Search Configuration (Mutable)
These settings control how search results are returned and can be updated anytime.
- Coalesce Neighbors (default: 0, range: 0-5) — Number of neighboring chunks to include with each search result for additional context. Set to 0 to return only matched chunks.
Reconciliation Settings (Mutable)
Reconciliation automatically fixes drift between document tags and knowledge base indexes, detecting:
- Missing documents — Documents with matching tags that aren’t indexed
- Stale documents — Indexed documents that no longer have matching tags
-
Orphaned vectors — Vector embeddings without corresponding documents
- Reconcile Enabled (default: false) — Enable automatic periodic reconciliation
- Reconcile Interval (minimum: 60 seconds) — How often reconciliation runs when enabled
You can also manually trigger reconciliation at any time from the knowledge base details page.
Managing Knowledge Bases
Creating Knowledge Bases
Go to Knowledge Bases in the sidebar, click New Knowledge Base, configure indexing settings, and assign tags.

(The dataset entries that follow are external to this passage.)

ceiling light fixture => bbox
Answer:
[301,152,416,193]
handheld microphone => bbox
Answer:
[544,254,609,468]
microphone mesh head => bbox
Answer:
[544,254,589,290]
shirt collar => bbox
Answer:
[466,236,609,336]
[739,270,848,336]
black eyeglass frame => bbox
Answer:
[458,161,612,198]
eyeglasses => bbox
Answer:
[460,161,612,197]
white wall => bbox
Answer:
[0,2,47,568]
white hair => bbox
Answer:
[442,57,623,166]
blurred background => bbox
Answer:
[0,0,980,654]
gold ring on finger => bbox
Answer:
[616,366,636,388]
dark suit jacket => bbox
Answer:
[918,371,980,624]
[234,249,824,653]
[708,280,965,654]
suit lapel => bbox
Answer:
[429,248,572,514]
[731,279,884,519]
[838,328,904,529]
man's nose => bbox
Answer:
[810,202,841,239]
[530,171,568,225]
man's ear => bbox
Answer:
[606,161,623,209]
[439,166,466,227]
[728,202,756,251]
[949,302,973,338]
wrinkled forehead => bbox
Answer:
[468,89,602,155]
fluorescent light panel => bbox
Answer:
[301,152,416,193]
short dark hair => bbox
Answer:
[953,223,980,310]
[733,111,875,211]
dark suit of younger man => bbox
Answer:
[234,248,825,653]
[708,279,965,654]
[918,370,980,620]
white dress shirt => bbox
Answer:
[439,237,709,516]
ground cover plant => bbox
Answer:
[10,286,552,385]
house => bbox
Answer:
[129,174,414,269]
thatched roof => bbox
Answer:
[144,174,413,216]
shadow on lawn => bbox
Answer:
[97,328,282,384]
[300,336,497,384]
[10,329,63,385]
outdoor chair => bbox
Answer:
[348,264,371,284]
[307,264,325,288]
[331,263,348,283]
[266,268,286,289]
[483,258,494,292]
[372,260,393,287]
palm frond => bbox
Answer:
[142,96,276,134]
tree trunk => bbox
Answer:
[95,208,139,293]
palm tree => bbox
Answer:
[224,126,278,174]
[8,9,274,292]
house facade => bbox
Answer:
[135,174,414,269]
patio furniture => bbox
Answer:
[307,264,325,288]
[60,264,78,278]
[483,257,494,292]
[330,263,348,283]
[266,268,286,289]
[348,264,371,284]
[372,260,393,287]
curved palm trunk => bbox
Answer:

Note: Indexing settings (chunker type, chunk size, embedding model) cannot be changed after creation.
Automatic Indexing
Documents with matching tags are automatically indexed into the knowledge base. No manual upload needed — just tag your documents.
Using with Prompts
In the prompt editor, select a knowledge base from the dropdown. The AI will automatically use it when processing documents.
Reconciliation
Enable periodic reconciliation to automatically fix drift between document tags and indexes, or trigger it manually.
Best Practices
✓ Keep It Focused — Create separate knowledge bases for different topics (e.g., "Legal Terms" vs "Product Specs").
✓ Clean Data — Ensure reference documents are clear, well-formatted, and up-to-date for best results.
✓ Update Regularly — Keep price lists, catalogs, and reference materials current to maintain accuracy.
✓ Use Markdown for Chat Agents — When building knowledge bases as a chat agent backend, use documents in Markdown format for better structure and readability.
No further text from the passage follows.